14 Designing Data Cartridges

This chapter discusses various design considerations related to data cartridges.

This chapter includes these topics:

Choosing the Programming Language
Invoker's Rights
Callouts and LOBs
Saving and Passing State
Designing Indexes
Designing Operators
Designing for the Extensible Optimizer
Designing for Maintenance
Enabling Cartridge Installation
Designing for Portability

Choosing the Programming Language

You can implement methods for object types in PL/SQL, C/C++, or Java. PL/SQL and Java methods run in the address space of the server. C/C++ methods are dispatched as external procedures and run outside the address space of the server.

The best implementation choice depends on the situation. Here are some guidelines:

A callout involving C or C++ is generally fastest if the processing is substantially CPU-bound. However, callouts incur the cost of dispatch, which might be important for small amounts of processing in C/C++.
PL/SQL is most efficient for methods that are not computation-intensive. The other implementation options are typically favored over PL/SQL if you have a large body of code implemented in another language, and it can be used by the data cartridge, or if you must perform extensive computations.
Java is a relatively open implementation choice. Although Java is usually interpreted, high-performance applications might benefit from pre-compilation of methods or just-in-time compilers.

Invoker's Rights

The invoker's rights mechanism lets a function execute with the privileges of the invoker. Thus, a cartridge can live within a schema dedicated to it, which can be used by other schemas without privileges for operating on objects in the schema where the cartridge resides.

Callouts and LOBs

When using LOBs with callouts, consider the following:

It can be to your advantage to code your callout so that it is independent of LOB types (BFILE/BLOB).
The PL/SQL layer of your cartridge can open your BFILE so that no BFILE-specific logic is required in your callout (other than error recovery from OCILob calls that do not operate on BFILEs).
With the advent of temporary LOBs, you must be aware of the deep copy that can occur when assignments and calls are done with temporary LOBs. Use NOCOPY (BY REFERENCE) on BLOB parameters as appropriate.

Saving and Passing State

Traditionally, external procedures have a state-less model. All statement handles opened during the invocation of an external procedure are closed implicitly at the end of the call.

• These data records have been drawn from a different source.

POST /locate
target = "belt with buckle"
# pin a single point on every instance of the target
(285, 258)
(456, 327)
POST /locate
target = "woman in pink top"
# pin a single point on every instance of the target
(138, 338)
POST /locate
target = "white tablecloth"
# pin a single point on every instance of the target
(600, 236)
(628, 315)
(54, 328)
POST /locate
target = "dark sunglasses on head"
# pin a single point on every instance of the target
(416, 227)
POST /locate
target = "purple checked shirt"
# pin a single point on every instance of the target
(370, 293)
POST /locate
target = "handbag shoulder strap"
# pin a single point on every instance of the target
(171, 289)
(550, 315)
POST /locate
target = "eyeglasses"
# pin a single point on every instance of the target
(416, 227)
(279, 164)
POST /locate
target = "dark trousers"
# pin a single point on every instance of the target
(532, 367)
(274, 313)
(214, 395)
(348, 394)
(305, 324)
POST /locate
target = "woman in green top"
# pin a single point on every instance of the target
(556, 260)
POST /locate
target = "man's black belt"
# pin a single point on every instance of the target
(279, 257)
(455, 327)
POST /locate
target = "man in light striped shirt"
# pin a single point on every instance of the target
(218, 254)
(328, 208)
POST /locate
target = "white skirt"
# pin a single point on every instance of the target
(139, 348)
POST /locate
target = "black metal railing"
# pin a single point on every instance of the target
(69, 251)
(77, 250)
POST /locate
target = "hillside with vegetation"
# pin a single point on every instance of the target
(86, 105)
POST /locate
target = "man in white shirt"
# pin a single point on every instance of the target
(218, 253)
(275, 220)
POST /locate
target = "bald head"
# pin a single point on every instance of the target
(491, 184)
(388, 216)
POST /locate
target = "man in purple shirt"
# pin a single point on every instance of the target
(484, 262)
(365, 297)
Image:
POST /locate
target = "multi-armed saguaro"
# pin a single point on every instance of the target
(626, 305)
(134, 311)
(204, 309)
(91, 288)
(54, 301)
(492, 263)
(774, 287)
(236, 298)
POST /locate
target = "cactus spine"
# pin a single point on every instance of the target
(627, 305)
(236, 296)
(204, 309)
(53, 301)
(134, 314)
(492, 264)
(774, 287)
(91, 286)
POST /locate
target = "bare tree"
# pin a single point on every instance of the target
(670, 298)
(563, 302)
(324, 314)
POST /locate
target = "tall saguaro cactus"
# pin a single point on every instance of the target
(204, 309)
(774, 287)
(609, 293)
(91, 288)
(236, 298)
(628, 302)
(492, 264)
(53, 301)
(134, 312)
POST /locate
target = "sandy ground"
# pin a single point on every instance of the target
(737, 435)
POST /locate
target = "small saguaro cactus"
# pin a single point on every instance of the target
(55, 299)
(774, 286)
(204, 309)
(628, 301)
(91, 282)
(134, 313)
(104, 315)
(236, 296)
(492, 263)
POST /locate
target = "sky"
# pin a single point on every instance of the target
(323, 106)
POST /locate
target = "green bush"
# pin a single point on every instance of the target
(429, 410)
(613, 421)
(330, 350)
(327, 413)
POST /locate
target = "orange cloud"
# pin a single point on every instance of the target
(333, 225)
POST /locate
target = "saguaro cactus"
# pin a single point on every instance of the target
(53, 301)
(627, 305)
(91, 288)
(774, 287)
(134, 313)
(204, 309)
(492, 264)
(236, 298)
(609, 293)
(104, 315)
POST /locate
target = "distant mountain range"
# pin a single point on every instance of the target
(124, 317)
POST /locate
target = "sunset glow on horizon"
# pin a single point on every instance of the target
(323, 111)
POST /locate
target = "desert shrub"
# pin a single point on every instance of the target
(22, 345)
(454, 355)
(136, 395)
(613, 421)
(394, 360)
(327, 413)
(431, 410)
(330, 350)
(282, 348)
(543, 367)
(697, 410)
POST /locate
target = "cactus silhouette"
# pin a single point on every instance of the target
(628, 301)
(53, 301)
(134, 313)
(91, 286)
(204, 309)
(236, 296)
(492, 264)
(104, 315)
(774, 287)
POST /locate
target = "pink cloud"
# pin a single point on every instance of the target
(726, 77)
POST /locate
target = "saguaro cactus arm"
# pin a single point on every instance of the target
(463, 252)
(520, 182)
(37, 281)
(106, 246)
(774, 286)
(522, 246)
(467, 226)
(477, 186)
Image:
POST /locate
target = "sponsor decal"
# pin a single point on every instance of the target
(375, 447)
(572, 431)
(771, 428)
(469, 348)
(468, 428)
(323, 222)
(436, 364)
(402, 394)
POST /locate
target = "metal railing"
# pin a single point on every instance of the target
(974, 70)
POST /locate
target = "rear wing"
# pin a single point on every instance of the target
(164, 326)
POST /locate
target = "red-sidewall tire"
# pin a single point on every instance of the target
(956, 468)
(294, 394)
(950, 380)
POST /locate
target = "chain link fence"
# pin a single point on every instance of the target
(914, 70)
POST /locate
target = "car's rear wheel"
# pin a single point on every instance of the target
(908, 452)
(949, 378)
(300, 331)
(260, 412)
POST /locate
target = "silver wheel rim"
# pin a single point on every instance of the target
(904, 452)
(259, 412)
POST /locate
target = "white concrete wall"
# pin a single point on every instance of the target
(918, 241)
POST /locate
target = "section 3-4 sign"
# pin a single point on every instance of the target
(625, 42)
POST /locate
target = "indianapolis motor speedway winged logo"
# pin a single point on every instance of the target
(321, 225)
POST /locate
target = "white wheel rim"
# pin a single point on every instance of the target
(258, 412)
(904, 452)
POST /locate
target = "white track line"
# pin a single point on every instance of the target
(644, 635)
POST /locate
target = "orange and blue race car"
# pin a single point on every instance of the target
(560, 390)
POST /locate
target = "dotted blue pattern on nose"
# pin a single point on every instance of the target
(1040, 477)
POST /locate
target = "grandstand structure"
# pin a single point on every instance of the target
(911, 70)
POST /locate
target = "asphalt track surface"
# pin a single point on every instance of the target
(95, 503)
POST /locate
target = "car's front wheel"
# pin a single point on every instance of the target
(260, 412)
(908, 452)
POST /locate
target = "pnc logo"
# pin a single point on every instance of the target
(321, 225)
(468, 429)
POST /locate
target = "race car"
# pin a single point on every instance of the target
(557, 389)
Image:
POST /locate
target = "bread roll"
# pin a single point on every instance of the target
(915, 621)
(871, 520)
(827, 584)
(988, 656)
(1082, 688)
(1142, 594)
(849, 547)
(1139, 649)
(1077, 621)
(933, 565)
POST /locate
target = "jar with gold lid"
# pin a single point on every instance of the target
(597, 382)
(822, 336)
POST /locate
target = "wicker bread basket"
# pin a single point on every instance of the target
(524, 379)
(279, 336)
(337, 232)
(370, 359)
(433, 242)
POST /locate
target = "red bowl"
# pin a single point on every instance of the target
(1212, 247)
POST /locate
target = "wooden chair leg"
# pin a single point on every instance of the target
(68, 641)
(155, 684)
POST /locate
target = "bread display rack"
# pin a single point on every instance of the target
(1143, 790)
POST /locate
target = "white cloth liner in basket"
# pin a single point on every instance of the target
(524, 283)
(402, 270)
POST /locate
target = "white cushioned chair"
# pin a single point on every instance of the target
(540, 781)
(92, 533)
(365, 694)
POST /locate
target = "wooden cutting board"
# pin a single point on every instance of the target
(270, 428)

Oracle Database allows state information, such as OCI statement handles and associated state in the database, to be saved and used across invocations of external procedures in a session. By default, cartridges are stateless; however, you can use OCIMemory services and OCIContext services with OCI_DURATION_SESSION or other appropriate duration to save state. Statement handles created in one external procedure invocation can be re-used in another. As the data cartridge developer, you must explicitly free these handles. Oracle recommends that you do this as soon as the statement handle is no longer needed. All state maintained for the statement in the OCI handles and in the database is freed as a result. This helps to improve the scalability of your data cartridge.

Designing Indexes

This section discusses some factors you should consider when designing indexes for your data cartridge.

Domain Index Performance

Creating a domain index is not always the best course. If you decide to create a domain index, keep the following factors in mind:

For complex domain indexes, the functional implementation works better with small data size and when results are a large percentage of the total data size.
Judicious use of the extensible optimizer can improve performance.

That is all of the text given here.